An impressive pedigree
Almost every extremely successful business owner took huge risks. Oracle’s Larry Ellison promised customers non-existent features and then had his developers create them. Tim Westergren of Pandora convinced over 50 employees to defer salaries, some for one or two years, when the company ran out of money. When the company was finally rescued by an outside investment Westergren had maxed-out eleven credit cards. Elon Musk founded an electric car company, the biggest solar energy supplier in the U.S., and then founded a space exploration company – at times risking the total collapse of each venture.
The list goes on and on – successful entrepreneurs often take small and big risks in order to grow their companies. Risk stops their results from being like everyone else’s.
Hindsight’s 20/20
The best business people know innovative products only look like a sure thing in hindsight. Twitter only makes sense in hindsight. Spanx only make sense in hindsight. Bottled water only makes sense in hindsight.

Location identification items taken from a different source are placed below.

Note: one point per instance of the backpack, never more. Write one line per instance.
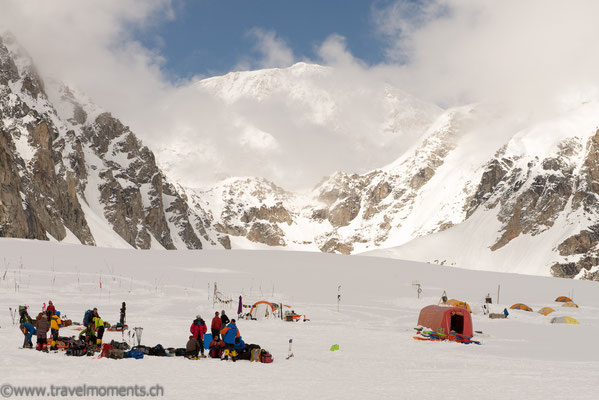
(158, 351)
(255, 354)
(216, 353)
(143, 349)
(76, 349)
(87, 317)
(136, 354)
(244, 355)
(116, 354)
(106, 348)
(120, 345)
(266, 357)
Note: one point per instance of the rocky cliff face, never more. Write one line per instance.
(62, 172)
(70, 171)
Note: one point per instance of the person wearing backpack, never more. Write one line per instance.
(216, 326)
(192, 349)
(43, 326)
(197, 329)
(51, 309)
(87, 317)
(24, 316)
(28, 330)
(224, 319)
(230, 333)
(216, 347)
(55, 323)
(98, 325)
(88, 335)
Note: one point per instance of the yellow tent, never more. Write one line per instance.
(564, 320)
(520, 306)
(546, 311)
(458, 303)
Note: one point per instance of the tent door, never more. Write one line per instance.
(457, 323)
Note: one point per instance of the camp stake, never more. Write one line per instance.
(290, 354)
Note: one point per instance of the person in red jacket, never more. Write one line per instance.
(197, 329)
(51, 310)
(217, 325)
(216, 348)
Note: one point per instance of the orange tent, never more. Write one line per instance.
(446, 319)
(546, 311)
(263, 309)
(458, 303)
(520, 306)
(563, 299)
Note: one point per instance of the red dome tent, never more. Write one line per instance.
(446, 319)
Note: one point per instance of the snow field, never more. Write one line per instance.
(522, 357)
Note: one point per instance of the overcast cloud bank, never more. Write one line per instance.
(533, 58)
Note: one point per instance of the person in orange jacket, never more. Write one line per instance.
(230, 333)
(216, 326)
(55, 323)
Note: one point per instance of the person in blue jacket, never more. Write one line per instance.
(229, 334)
(28, 330)
(239, 345)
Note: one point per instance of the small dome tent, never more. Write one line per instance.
(458, 303)
(563, 299)
(446, 319)
(546, 311)
(262, 309)
(520, 306)
(564, 320)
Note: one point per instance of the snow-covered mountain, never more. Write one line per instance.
(476, 188)
(72, 172)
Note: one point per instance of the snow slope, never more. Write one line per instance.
(522, 357)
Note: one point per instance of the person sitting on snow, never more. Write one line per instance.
(192, 349)
(230, 333)
(216, 347)
(198, 329)
(28, 330)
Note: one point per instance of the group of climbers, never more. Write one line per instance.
(48, 321)
(221, 325)
(93, 332)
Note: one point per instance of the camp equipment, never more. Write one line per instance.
(446, 319)
(520, 306)
(290, 354)
(546, 311)
(263, 309)
(563, 299)
(564, 320)
(457, 303)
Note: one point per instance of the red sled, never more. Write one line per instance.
(117, 328)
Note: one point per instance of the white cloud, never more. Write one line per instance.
(521, 53)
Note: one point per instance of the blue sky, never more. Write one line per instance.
(210, 37)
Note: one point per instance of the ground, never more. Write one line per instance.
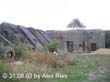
(83, 68)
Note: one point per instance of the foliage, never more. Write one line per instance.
(21, 50)
(1, 45)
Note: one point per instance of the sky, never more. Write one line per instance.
(56, 14)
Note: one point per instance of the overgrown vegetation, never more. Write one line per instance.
(79, 68)
(21, 50)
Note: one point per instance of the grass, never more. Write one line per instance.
(78, 68)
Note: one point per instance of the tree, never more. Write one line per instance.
(75, 23)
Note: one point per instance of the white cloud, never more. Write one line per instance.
(55, 14)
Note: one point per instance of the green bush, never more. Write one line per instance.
(21, 50)
(1, 45)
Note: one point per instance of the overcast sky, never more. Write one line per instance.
(56, 14)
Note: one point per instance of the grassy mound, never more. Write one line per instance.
(102, 51)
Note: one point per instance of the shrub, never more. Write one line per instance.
(21, 50)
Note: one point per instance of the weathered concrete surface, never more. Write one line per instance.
(11, 33)
(82, 40)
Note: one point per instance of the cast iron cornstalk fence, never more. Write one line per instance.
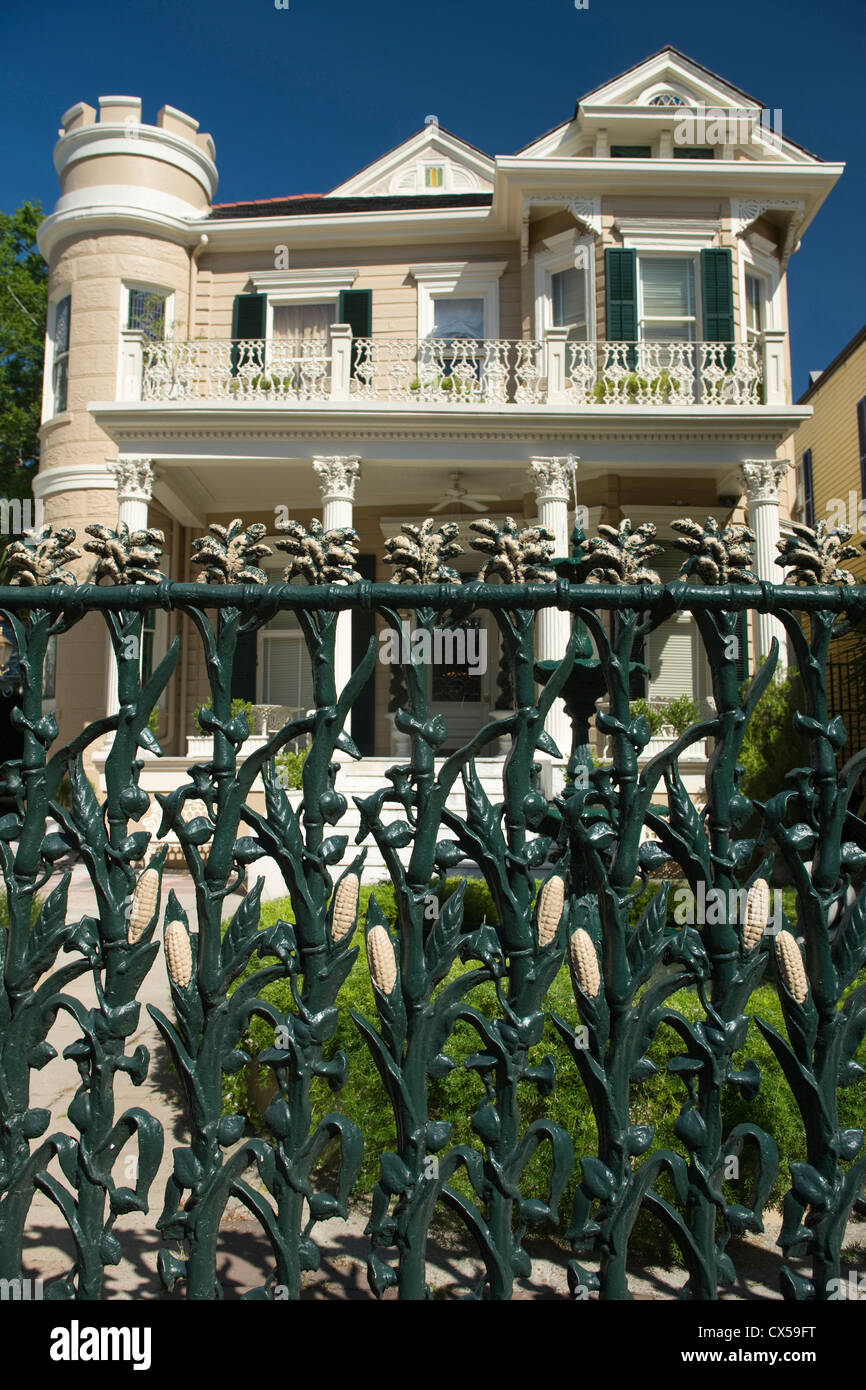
(563, 873)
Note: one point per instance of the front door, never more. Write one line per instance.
(459, 679)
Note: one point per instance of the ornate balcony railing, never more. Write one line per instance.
(588, 852)
(665, 374)
(459, 373)
(243, 370)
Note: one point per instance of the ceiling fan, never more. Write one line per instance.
(458, 495)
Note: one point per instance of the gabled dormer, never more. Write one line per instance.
(669, 107)
(430, 161)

Innovative services, innovative pricing schemes, innovative marketing… all only seem like sure bets in hindsight.
Every groundbreaking idea or product only makes sense in hindsight; that's why it’s groundbreaking. The emergence of any new industry only seems inevitable after it has emerged.
And that means someone believed when everyone else did not.
If you believe when others don't – and if at least some of your belief is based on objective analysis and not just instinct – then go for it. Start a new business. Enter a new market. Take a chance on a new product.
No matter what other people say. No matter what the "smart" people say.
If you truly believe – and are willing to back that belief with hard work, determination, and persistence – then a risk you take may pay off in ways you never imagined. And if it doesn’t, pick yourself back up and try again… because you only lose if you give up.